SOBRE “TRÁFICO DE CRIANÇAS...”, DE IRON JUNQUEIRA

Não é de agora que venho acompanhando os engenhosos e polidos textos dos articulistas do Diário da Manhã, aliás, assim como tantos outros, estou certo de que todos os Estados do Brasil deveriam ter um jornal que falasse a língua popular. Mas o que mais chamou a minha atenção (e também pude presenciar comentários de muitos leitores transeuntes goianienses, a respeito do assunto) na edição do último dia 18, foi o artigo de Iron Junqueira, intitulado “Tráfico de crianças...”.

A legislação precedente ao Estatuto da Criança e do Adolescente, o chamado Código de Menores que, como frisou Iron Junqueira, foi instituido pelo governo militar, em 1964, tinha realmente um caráter discriminatório, isto é, associava a miséria à delinquência, ao mesmo tempo em que camuflava os reais motivos dos problemas vividos pelas crianças, bem como por seus familiares. A desigualdade social, somada à falta de alternativas melhores de vida fazia com que as crianças de baixa renda fossem taxadas de inferiores e, por conta disso, deveriam ser protegidas pelo Estado (deveriam). Existia uma ideia imbecil, idiota e retrógrada de que os sujeitos mais carentes apresentassem uma conduta harbitrária aos padrões sociais, ou seja, disposição natural à desordem social e, por isso, futuramente desenvolveria a falta de civismo, de ética e a imoralidade, não conseguindo, portanto se adequar à vida em sociedade. Diante desses argumentos usados pelo Estado, as crianças enquadradas nessa classe social tida como “inferiores, miseráveis ou delinquentes”, eram vítimas da falta de proteção, principalmente por parte do Estado.

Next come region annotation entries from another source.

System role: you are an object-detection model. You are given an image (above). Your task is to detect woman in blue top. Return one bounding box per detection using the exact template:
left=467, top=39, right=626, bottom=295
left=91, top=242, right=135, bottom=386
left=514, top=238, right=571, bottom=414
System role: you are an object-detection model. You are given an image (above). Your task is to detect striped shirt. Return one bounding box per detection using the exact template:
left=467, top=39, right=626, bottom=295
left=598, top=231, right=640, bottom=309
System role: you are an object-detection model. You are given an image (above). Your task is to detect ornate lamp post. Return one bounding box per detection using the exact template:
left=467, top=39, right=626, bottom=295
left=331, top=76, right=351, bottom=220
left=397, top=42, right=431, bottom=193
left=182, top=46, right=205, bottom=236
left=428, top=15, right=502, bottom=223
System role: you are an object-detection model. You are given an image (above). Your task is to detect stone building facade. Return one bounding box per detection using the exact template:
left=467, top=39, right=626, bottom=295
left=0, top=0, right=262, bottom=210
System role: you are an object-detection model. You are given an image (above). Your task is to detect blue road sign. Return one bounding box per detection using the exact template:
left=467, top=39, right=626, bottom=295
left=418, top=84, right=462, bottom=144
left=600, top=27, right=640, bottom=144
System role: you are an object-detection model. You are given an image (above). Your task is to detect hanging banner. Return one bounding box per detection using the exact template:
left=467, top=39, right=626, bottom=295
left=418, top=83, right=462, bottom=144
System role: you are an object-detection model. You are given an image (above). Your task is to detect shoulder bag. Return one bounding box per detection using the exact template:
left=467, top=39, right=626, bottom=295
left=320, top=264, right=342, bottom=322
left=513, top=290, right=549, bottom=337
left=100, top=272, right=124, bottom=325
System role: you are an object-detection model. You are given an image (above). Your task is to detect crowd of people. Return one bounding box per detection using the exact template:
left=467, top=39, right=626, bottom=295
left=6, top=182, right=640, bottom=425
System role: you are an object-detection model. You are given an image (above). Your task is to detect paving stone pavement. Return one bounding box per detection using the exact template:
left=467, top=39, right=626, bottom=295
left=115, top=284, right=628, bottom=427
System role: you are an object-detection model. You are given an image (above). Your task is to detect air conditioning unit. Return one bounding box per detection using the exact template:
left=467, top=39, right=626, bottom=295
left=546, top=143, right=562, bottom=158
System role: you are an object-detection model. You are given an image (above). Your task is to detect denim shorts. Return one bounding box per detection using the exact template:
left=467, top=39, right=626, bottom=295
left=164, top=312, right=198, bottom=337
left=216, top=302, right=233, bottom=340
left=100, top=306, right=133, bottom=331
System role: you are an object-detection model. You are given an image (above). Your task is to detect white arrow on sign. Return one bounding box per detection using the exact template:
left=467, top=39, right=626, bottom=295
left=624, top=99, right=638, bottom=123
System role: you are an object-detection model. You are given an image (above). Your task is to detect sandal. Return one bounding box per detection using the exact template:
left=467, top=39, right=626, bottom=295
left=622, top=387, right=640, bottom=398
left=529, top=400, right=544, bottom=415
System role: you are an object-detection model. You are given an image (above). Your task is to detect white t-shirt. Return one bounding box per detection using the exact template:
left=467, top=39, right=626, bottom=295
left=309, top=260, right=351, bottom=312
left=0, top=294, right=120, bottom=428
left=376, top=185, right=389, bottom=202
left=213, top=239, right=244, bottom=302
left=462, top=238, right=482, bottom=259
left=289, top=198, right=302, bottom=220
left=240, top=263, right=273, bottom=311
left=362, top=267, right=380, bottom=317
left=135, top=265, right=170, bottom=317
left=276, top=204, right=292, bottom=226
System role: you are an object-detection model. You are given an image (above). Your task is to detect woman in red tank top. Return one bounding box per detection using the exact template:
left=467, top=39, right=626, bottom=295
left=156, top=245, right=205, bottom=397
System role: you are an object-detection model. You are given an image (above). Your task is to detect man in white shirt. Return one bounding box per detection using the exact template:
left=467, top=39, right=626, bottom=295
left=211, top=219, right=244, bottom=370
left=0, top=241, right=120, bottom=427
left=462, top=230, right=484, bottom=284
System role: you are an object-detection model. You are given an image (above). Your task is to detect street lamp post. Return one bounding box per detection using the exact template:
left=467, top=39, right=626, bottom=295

Depois de relatar várias atrocidades cometidas às nossas crianças anapolinas e das demais regiões brasileiras, pela instituição que, na verdade, deveria protegê-las, a qualquer custo, sabiamente, Iron Junqueira segue dizendo que contra essas brutalidades um “movimento iniciado em Anápolis por uma denúncia (...) feita numa quarta-feira na sede da ACIA – Associação Comercial e Industrial de Anápolis – tomou força em todo o território nacional”, com propósito de coibir à adoção de crianças a estrangeiros, muitos dos quais, possivelmente, estariam mais preocupados com a extração dos órgaos vitais das crianças que a intenção de melhorar o padrão de vida do adotado.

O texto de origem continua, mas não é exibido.